Le discours de Rosetti serpentait entre les sarcasmes d’une fine ironie, comme serpente dans l’herbe une couleuvre qui tour à tour apparaît et disparait. Désespérant de lui porter un coup, j’essayai encore une fois de lui barrer le chemin.

— Revenons au sujet, dis-je. Croyez-vous, oui ou non, que la beauté soit conventionnelle, arbitraire, non nécessaire ? et que, par conséquent, elle ne soit qu’une opinion humaine, changeante d’un lieu à un autre, d’une époque à une autre ?

Il répondit oui, d’un signe de tête, et il ajouta :

— Cela, je ne le crois pas seulement de la Beauté ; je le crois aussi de la Vérité et de la Morale.

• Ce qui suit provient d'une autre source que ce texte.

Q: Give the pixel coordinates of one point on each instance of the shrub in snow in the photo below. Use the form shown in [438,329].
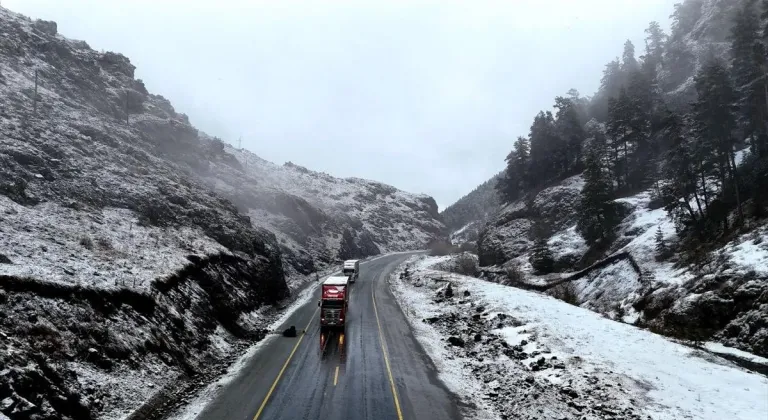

— Eh bien ! insistai-je, puisqu’il en est ainsi, comment pouvez-vous reprocher à l’homme de se retourner en arrière, selon votre expression, et de chercher la cause de toutes ces opinions diverses et changeantes ? Car cette cause existe, apparemment !... Mais pourquoi m’essouffler, dis-je, à le démontrer ? N’avez-vous pas dit vous-même, l’autre jour, que ce qui nous pousse à admirer telle ou telle œuvre d’art, c’est un intérêt, soit national, soit religieux, soit d’amour-propre, etc. ? Donc, vous admettez vous-même que les hommes ont le droit de se retourner en arrière pour découvrir la cause de leurs différentes opinions, puisque vous vous êtes retourné vous-même ! Dès lors, pourquoi exigez-vous que les autres ferment les yeux ? Si vous admettiez que l’art est une émanation de Dieu, je vous comprendrais...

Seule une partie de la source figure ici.